Make Your Student Loan Payments More Manageable
Are you struggling with overwhelming student debt? You’re not alone. Roughly 43 million Americans over the age of 18 are also struggling to make payments on federal and private student loans. As of 2019, about one-sixth of the American population owes approximately $1.5 trillion in federal student loan debt – and that’s not to mention the estimated $119 billion in private student loan debt.
As the student loan bubble inflates, this national problem continues to spiral out of control, leaving hard-working Americans with bills they cannot afford. For many debt-ridden adults, student loans are just one part of the equation as they struggle simultaneously with credit card debt, mortgages, and other forms of crushing debt.
If you are feeling trapped by debt and stuck in a financial rut, bankruptcy might be the answer. Unfortunately, student loans generally cannot be discharged in bankruptcy. By filing for Chapter 13, however, you may be able to delay or reduce your monthly student loan payments.
How Chapter 13 Can Help with Student Loan Debt
Because student loan debt is nondischargeable – meaning it cannot be wiped out through bankruptcy – filing for any type of bankruptcy will not completely eradicate the problem.
The good news, however, is the Middle District of Florida Bankruptcy Court has launched a program similar to the Mortgage Modification Mediation program whereby debtors can work with their attorney and the student loan creditors to get the debtor into the appropriate repayment plan based upon their income. Some debtors may qualify for plans that could result in loan forgiveness.
Automatic Stays to Prevent Student Loan Collection
One way filing for Chapter 13 can benefit a student loan debtor is that the bankruptcy triggers an automatic stay. This prevents creditors – including student loan lenders – from collecting debts, which protects you from creditor harassment.

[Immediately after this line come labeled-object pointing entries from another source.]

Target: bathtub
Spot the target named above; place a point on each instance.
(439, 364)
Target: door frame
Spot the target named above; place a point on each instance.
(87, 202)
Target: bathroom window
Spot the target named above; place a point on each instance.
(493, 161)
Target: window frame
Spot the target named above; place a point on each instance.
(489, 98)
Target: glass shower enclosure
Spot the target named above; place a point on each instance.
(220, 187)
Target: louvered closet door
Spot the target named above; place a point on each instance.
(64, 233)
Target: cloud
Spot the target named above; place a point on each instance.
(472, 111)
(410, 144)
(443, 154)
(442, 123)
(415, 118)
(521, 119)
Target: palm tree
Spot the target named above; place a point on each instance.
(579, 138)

Thanks to the automatic stay, individuals in Chapter 13 are not required to make regular payments toward their student loans. This buys you time and gives you a moment of relief from high monthly bills. Keep in mind, however, that interest will continue to accrue even during your bankruptcy.
Lower Monthly Payments
Implementing a Chapter 13 repayment plan can help you lower the amount you pay toward your monthly student loan bill. With smaller and more manageable monthly payments, you’ll have extra income to put toward other debts and daily necessities.